Oklahoma Conservation Commission Watershed Technitian Dennis Boney inspects damage to the Wildhorse 80 dam's spillway in Garvin County in July 2015.

Logan Layden / StateImpact Oklahoma

Oklahoma Conservation Commission Watershed Technitian Dennis Boney inspects damage to the Wildhorse 80 dam's spillway in Garvin County in July 2015.

Jeri Fleming is the communications director for the Conservation Commission’s Blue Thumb program, which coordinates volunteers that do water quality monitoring, bug sampling, and wildlife inventories at streams across the state.
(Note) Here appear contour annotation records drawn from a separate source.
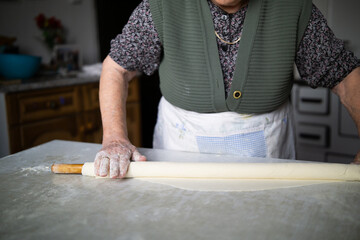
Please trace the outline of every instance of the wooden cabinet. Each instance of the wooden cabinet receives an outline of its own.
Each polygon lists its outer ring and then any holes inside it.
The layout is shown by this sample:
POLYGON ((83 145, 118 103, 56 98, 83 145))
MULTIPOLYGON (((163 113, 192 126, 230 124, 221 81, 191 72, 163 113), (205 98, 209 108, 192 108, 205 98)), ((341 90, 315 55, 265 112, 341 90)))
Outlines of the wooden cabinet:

Fleming is part of this meeting at the Blue River, where the Conservation Commission is hearing about the Nature Conservancy’s efforts on the river so far. Fleming says as the effects of budget cuts compound over the years, the Conservation Commission relies on volunteers to collect key water quality data for the state.

“Every month the volunteers go out and do a water chemistry test,” Fleming says. “They’re checking nutrients. They’re checking chloride. They’re checking temperature, pH, checking for phosphorous.”

Fleming says this process is not as easy as running down to the creek and collecting a bottle full of water. The volunteers do site assessments, collect and bag trash, and take water samples home for analysis.

“They go back to their home and they conduct those tests and turn that data in,” Fleming says.

The volunteers have become more essential after years of state funding cuts and now provide nearly all the water quality data the state has on many rivers and streams, Fleming says.

Agriculture Analogy

The Conservation Commission wasn’t the only agency to receive a hidden cut. The state Department of Agriculture, Food and Forestry, on paper, appears to have been given a 5.25 percent increase.

All of that new money, however, is earmarked for Oklahoma State University’s Cooperative Extension Service, which is funded, in part, through the ag agency and is a critical resource for farmers, ranchers and wildlife managers. The agriculture department can’t touch that money, and is seeing its operating fund slashed like the Conservation Commission’s.